Harry Wallace began to comprehend that the work before him was almost stupendous, and he now understood why the Knights of Labor insisted so persistently on education. It began to dawn on him that the intelligent labor of this country was preparing itself for a revolutionary struggle the weapons of which would not be engines of war and destruction, but the more peaceful ones of argument and appeals to the justice and reason of the great public. He began to feel that in a country like ours, where the people were sovereign, there was much to be hoped for through “agitation, organization, and education.” Several hours later Mr. Wallace and Miss Simpson were strolling along one of Washington’s popular driveways toward the woods.

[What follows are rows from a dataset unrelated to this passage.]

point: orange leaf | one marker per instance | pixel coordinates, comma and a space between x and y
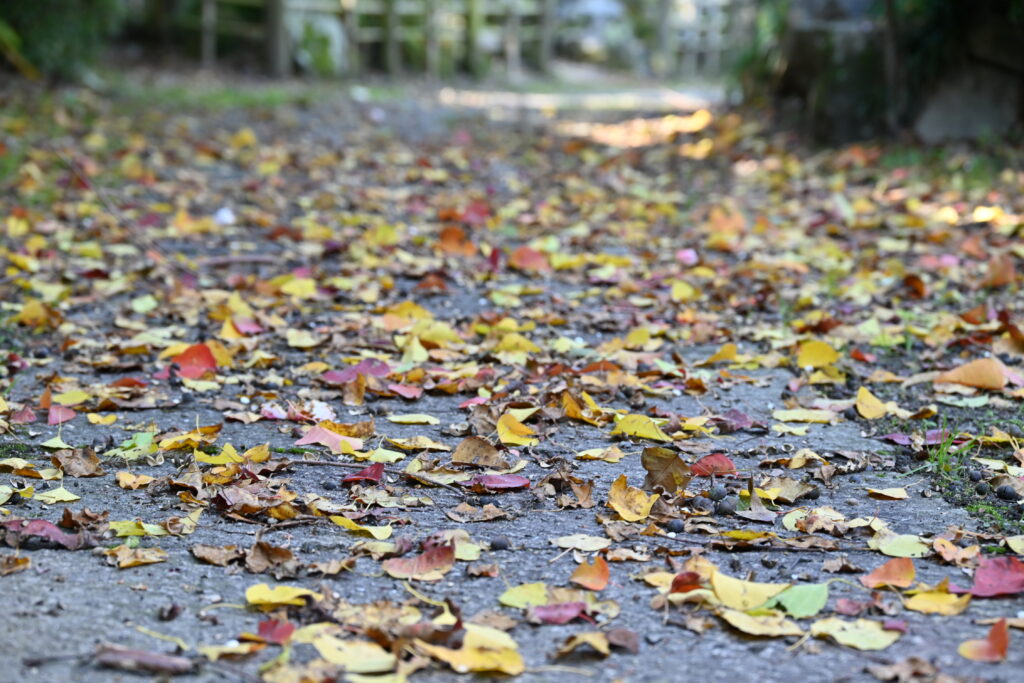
528, 259
983, 374
897, 572
991, 648
593, 577
430, 565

“Ah, Maud,” he proceeded to say, "this labor organization in which you are so much interested, and to which I now belong, is far beyond what either of us dreamed, and as yet I feel that I know little or nothing of its philosophy. I thought it was merely all organization or rather combination to keep up or increase the wages of its members; but I am informed and begin to see that they have a much higher purpose. Of course the control of wages is an immediate benefit, and many belong who think of nothing else; but the originator of the order and the long-headed men who follow his teachings closely hope at least to sow the seeds of a complete revolution in our present systems of political economy. Why, the men I met today seem to take hold of this matter as a life-work. Old men, who hope for no substantial benefits themselves, talk of the coming generations. Now I know little or nothing about this new political economy more than in a general way, but I gather that it is in direct opposition to a proposition I read the other day in Frank Leslie’s Weekly, and have been thinking of ever since.“

”What is it?“

”The paper said editorially ‘that there was just so much labor to be done in this world; that there were two ways of having it done. First, by the slavedriver’s lash, and second, by keeping before labor the immediate prospect of want.’ The first has been abolished, so that the second must prevail.“

”Was it stated so blunt and brutal?“

”Yes, indeed.“

”Why, Harry, if this statement be true, we are all driven by fear. But it is not true. Hope is a greater incentive to exertion than fear. Why, there is my employer for instance, who works harder perhaps than any clerk he has and I know he doesn’t do it from fear of want. He hopes to have the greatest dry goods establishment in this city. For myself, if it were not for the hope of something better I should certainly give up in despair. Do you really think these men who write such things believe them?“

”Yes; some of them do. A great many wealthy people learn to think so. It seems the gulf between the rich and poor has been widening rapidly since the war, and the rich have been educating themselves up to the idea that they are a superior race, while we are growing nearer and nearer the beasts of burden that have to be driven.“

”Well, I guess, Mr. Wallace, you and I can do no better than to make this subject our study and utilize all the reading matter on the subject you can find in your extensive library. We can find out what the old writers say, and then read Henry George’s ‘Progress and Poverty.’ Father has a copy. We are so vitally interested that no time' should be lost."

It was thus these two young people wandered through the woods adjoining the city this pleasant Sunday afternoon, unconsciously enjoying the beauties of nature while discussing questions of the most vital importance to themselves, their fellow-workingmen and women, and to the very life of this second great Republic in the history of the world—the very questions the people, mostly their own class, had elected something like 500 men from year to year to solve, but which were never solved. Possibly a majority of the national legislators knew less of these problems than the young students pursuing their first preliminary investigations.

Source: T. Fulton Gantt, Breaking the Chains: A Story of the Present Industrial Struggle, published serially in The Lance (Salem, Oregon, 1887). Reprinted in Mary C. Grimes, ed., The Knights in Fiction: Two Labor Novels of the 1880s (Urbana: University of Illinois Press, 1986), 39–46.